Sağlık piyasalaştırılıyor

Sağlıkta dönüşüm programı ile sağlığın piyasalaştırıldığına vurgu yapan Doğan, “Sağlıkta dönüşüm programı ile devletin sağlık alanındaki sorumluluğu geri çekilmekte ve daha fazla hastaya ihtiyaç duyan sağlık modelinde koruyuculuk unutturulmaya çalışılmaktadır. İktidar sağlık sisteminin organizasyonunu neredeyse bütünüyle piyasa koşullarına ve dinamiklerine terk ederken, kendi pozisyonunu düzenleyici ve denetleyici bir pozisyona çekmektedir. Sağlıkta dönüşüm programı ile özel hastanelere yönlendirilen hastalardan alınan katkı payları ilk aşamada düşük tutulmuş, halk özel hastanelere gitmeye alıştırıldıkça katkı payları ve farklar birkaç kat birden artırılmıştır. Katkı paylarının giderek adım adım artırılmasındaki amaç; sağlığın -halkın ödediği vergilerle karşılanan- kamusal bir hizmet olarak görmesini unutturulmasıdır. Piyasalaştırma sürecinde AKP, sağlık alanına çok daha fazla kaynak aktararak ve talebi kışkırtarak alanı ulusal ve uluslar arası sermaye için çekici hale getirmeye çabalamaktadır” ifadelerini kullandı. Doğan, AKP’nin en çok övündüğü sağlık hizmetine başvuru sayısının ciddi artışı piyasalaşmanın ve sağlığın alınıp satılır bir meta olmasının temel işaretidir” diye konuştu.

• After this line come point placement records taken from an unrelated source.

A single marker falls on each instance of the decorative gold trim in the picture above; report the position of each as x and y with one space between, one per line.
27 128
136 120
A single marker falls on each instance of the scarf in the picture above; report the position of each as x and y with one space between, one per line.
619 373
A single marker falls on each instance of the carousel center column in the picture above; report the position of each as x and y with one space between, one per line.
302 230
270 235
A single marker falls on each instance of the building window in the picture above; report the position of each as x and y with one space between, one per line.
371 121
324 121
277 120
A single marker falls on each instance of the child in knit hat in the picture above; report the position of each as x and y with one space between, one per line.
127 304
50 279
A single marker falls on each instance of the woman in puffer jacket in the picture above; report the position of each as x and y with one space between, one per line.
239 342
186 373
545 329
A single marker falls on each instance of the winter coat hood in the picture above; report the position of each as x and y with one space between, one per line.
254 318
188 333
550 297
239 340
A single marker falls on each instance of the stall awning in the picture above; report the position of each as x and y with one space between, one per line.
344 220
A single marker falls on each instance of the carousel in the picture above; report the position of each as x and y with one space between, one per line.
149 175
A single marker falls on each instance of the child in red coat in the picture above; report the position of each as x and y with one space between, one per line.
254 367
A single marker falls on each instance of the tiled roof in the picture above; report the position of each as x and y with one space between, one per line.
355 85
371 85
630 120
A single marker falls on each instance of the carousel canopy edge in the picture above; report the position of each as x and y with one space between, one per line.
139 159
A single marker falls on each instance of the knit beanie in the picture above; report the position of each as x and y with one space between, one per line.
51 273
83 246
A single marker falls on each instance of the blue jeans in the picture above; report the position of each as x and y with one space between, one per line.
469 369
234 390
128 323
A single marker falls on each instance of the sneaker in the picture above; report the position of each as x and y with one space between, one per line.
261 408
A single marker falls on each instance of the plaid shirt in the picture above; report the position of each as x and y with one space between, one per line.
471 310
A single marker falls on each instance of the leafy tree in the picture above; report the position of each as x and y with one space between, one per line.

AKP döneminde hasta sayısı 2.5 kat artı

Sağlık Bakanlığı’nın 2002 ve 2016 muayene verilerini paylaşan Doğan, “AKP iktidarında hasta sayısında 2.5- 3 kat artış olmuştur” dedi. Doğan, “Muayene olan hasta sayılarının Türkiye genelinde artmış olması, OECD kriterlerini yakalamış hatta geçmiş olması, finansal açıdan başarı olarak görülse de halk sağlığı yönünden nitelik boyutu ile bakınca başarı olarak kabul edilemez” ifadelerini kullandı.